¿Tomar creatina? Las razones para comenzar a hacerlo
En el universo del fitness pocos suplementos han sido tan estudiados y respaldados como la creatina. Durante años fue asociada casi exclusivamente al culturismo, pero hoy se reconoce como una aliada estratégica para quienes entrenan fuerza, buscan mejorar su composición corporal o desean optimizar su rendimiento físico de manera segura y efectiva.
Aunque es una palabra muy conocida para los amantes del ejercicio, par los que no están tan familiarizados con ella, la creatina es un compuesto natural que el cuerpo produce a partir de aminoácidos y que también se obtiene a través de alimentos como la carne y el pescado. Su función principal es ayudar a generar energía rápida durante esfuerzos de alta intensidad. Por ello, su suplementación se ha convertido en una herramienta clave dentro de rutinas enfocadas en fuerza, potencia y ganancia muscular.

¿CÓMO ACTÚA EN EL CUERPO?
La creatina se almacena principalmente en los músculos en forma de fosfocreatina. Su papel es fundamental en la producción de ATP, la molécula energética que el cuerpo utiliza para realizar contracciones musculares explosivas. En entrenamientos de pesas, sprints o ejercicios funcionales de alta intensidad, contar con mayores reservas de creatina puede traducirse en más repeticiones, mejor desempeño y una recuperación más eficiente entre series.
Diversos estudios han demostrado que la suplementación con creatina monohidratada, la forma más investigada, puede favorecer el aumento de fuerza y masa muscular cuando se combina con entrenamiento de resistencia. Además, se ha observado que puede contribuir a una mejor hidratación celular, lo que influye positivamente en el entorno anabólico del músculo.
BENEFICIOS MÁS ALLÁ DEL MÚSCULO
Aunque su popularidad proviene del ámbito deportivo, la creatina también ha sido estudiada por sus posibles beneficios cognitivos y su papel en la salud muscular a lo largo de la vida. En adultos mayores, por ejemplo, puede apoyar la preservación de masa y fuerza, especialmente cuando se combina con ejercicio supervisado.

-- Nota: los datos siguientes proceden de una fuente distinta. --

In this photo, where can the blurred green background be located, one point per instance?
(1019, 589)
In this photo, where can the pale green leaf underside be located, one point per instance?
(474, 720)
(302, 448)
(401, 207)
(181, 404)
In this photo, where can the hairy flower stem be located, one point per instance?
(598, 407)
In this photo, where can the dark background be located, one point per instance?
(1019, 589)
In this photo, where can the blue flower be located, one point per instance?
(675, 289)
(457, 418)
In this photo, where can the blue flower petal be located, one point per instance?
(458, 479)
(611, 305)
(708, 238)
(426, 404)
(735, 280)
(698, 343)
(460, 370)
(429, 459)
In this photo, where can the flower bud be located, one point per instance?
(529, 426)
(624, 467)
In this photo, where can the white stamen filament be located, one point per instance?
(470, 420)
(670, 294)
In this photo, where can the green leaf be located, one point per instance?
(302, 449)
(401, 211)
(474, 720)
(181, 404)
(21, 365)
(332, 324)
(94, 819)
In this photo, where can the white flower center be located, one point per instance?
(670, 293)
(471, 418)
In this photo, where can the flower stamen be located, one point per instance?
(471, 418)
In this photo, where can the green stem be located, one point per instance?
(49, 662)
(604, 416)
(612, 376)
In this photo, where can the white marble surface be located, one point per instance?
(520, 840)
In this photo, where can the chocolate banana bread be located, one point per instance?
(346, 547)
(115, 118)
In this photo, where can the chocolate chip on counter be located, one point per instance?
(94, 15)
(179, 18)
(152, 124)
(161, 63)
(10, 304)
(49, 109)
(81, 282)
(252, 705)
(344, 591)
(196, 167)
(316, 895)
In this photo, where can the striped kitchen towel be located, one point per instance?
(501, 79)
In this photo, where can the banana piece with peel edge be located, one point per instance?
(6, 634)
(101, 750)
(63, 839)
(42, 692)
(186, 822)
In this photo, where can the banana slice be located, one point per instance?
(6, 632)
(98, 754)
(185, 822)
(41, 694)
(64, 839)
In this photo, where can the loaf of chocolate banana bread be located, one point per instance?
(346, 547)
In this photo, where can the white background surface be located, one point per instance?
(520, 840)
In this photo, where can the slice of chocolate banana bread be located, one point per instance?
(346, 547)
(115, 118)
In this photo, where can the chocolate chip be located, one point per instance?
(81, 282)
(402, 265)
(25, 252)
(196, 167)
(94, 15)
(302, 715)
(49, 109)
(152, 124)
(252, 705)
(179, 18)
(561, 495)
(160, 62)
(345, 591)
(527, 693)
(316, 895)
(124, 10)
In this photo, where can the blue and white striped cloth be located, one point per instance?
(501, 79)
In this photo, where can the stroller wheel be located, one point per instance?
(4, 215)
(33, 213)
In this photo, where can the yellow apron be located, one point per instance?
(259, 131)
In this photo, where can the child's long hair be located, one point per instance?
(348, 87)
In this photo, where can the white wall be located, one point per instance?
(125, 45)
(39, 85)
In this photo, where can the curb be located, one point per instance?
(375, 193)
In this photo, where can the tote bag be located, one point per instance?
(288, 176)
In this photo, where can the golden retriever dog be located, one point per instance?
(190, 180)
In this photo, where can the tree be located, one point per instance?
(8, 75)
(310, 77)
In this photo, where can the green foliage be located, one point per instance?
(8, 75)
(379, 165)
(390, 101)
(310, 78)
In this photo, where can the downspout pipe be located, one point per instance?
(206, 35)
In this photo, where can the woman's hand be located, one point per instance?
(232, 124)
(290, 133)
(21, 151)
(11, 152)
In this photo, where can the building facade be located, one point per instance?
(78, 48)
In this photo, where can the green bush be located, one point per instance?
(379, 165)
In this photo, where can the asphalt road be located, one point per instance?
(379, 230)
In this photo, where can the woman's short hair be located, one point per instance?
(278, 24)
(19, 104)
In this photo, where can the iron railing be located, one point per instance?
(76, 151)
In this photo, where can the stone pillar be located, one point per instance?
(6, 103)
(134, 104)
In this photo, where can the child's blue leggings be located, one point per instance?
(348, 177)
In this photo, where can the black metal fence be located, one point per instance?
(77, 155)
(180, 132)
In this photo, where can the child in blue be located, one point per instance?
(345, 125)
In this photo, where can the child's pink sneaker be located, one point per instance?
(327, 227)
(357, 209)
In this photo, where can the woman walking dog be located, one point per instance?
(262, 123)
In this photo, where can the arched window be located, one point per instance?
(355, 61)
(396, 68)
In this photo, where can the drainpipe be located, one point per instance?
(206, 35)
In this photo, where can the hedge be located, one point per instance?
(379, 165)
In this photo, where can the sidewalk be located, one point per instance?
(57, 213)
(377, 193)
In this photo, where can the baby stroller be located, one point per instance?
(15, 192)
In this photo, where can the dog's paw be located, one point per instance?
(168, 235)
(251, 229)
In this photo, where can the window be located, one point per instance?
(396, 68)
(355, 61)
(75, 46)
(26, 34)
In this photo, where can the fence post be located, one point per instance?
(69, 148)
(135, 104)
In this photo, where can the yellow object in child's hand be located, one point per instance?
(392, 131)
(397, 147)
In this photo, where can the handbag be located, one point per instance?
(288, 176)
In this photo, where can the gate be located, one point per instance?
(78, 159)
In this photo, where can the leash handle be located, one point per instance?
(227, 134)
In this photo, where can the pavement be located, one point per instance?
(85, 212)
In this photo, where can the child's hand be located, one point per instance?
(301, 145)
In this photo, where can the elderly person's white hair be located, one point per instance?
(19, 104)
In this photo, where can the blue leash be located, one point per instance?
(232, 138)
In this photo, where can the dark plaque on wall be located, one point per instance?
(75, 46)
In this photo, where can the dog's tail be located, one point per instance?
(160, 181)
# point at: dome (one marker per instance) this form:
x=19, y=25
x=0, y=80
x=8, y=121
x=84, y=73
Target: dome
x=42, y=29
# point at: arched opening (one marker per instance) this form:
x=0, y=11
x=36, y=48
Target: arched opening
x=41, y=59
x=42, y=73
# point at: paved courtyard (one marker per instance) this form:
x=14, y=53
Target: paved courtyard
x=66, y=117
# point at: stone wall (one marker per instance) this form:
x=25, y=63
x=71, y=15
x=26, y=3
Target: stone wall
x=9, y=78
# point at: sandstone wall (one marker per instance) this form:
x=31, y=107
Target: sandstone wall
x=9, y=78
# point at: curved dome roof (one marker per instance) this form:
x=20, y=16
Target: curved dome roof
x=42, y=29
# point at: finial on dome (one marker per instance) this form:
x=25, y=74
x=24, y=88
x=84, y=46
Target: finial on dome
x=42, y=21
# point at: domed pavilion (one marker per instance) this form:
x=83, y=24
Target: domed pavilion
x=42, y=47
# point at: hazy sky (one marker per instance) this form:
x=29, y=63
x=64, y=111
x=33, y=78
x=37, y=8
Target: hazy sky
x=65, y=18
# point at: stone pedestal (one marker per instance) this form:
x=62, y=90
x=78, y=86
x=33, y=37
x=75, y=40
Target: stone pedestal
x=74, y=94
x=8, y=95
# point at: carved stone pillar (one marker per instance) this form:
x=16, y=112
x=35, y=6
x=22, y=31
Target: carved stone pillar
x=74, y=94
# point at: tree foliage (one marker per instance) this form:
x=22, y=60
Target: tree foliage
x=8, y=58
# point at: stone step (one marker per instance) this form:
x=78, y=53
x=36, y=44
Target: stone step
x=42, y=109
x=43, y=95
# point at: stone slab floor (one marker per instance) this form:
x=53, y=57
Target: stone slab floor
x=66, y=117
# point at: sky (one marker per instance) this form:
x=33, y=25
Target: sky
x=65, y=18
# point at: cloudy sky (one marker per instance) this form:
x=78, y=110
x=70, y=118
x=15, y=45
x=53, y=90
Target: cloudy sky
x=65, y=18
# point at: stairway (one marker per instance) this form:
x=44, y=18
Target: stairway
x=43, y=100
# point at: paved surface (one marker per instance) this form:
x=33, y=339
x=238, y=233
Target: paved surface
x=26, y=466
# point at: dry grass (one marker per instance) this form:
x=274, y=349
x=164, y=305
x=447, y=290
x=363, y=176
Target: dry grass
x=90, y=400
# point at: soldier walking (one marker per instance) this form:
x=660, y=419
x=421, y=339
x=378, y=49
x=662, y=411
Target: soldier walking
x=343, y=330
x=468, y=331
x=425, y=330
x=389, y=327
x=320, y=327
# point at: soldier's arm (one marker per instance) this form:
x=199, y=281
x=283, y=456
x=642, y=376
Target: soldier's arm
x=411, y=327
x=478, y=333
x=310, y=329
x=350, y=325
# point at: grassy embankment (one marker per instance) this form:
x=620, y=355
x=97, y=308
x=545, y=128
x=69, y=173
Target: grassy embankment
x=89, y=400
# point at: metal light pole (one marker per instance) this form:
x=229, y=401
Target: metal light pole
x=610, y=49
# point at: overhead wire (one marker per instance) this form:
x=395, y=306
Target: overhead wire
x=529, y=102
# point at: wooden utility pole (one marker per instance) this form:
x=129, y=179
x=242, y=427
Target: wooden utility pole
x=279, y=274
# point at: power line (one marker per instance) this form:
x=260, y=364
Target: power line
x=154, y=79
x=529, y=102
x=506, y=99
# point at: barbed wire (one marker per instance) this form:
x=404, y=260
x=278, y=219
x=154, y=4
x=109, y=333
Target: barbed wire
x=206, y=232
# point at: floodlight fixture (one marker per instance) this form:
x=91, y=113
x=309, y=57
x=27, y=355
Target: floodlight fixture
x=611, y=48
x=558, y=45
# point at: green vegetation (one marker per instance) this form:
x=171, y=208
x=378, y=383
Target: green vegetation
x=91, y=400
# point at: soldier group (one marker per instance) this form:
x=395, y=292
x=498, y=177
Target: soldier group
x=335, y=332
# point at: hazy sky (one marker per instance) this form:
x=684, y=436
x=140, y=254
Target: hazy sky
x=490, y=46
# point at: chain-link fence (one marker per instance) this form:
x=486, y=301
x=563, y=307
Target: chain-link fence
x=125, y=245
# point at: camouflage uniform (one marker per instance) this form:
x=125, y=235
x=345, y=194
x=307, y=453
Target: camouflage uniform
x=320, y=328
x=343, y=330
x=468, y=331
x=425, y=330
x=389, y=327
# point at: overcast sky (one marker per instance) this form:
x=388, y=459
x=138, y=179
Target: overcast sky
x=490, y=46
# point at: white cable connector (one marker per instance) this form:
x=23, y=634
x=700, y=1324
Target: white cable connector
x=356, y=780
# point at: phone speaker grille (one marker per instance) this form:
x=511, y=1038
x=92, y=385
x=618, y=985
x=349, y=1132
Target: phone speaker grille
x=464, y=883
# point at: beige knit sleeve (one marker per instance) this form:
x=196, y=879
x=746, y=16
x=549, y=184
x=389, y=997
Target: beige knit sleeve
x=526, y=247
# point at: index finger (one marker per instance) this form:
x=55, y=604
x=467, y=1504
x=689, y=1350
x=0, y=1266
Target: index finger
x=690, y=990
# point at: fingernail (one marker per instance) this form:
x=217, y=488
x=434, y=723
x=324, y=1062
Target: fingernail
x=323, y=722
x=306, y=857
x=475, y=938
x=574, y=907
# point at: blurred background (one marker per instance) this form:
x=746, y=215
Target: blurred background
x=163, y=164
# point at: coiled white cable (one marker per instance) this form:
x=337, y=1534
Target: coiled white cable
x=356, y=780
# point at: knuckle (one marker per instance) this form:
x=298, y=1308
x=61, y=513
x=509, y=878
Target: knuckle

En mujeres, su uso ha ido en aumento, desmitificando la idea de que es un suplemento “solo para hombres”. Integrada en un plan de entrenamiento adecuado, puede ayudar a tonificar, mejorar el rendimiento y favorecer una recomposición corporal más eficiente.

CÓMO SACARLE PROVECHO
La creatina puede ser utilizada por personas sanas que practican ejercicio de fuerza o actividades de alta intensidad. Antes de iniciar cualquier suplementación, se recomienda valoración médica, especialmente en caso de padecimientos renales preexistentes.
Para obtener sus beneficios, la constancia es clave. La dosis más habitual ronda los 3 a 5 gramos diarios. No es indispensable realizar fases de “carga”, el consumo sostenido permite saturar progresivamente los depósitos musculares. Puede tomarse en cualquier momento del día, aunque muchas personas prefieren hacerlo después del entrenamiento, acompañada de alimentos que contengan carbohidratos y proteínas para favorecer su absorción.
Es importante subrayar que la creatina no sustituye una alimentación equilibrada ni un programa de entrenamiento estructurado. Su efecto se potencia cuando existe un estímulo real de fuerza: levantamiento de pesas, entrenamiento funcional, trabajo con resistencia progresiva o rutinas bien planificadas.
CREATINA Y ENTRENAMIENTO DE FUERZA
En el contexto del entrenamiento de fuerza, la creatina puede marcar la diferencia entre estancarse o progresar. Al permitir mayor rendimiento en cada sesión, facilita que el músculo reciba un estímulo más intenso y, por tanto, mayores adaptaciones con el tiempo. Esto se traduce en aumento de fuerza, mejor desempeño y una recuperación más sólida.
Tomar creatina no es una moda pasajera, sino una decisión respaldada por evidencia científica cuando se utiliza correctamente. Para quienes buscan dar un paso más en su entrenamiento y optimizar resultados de manera segura, puede convertirse en una aliada estratégica dentro de un estilo de vida activo y consciente.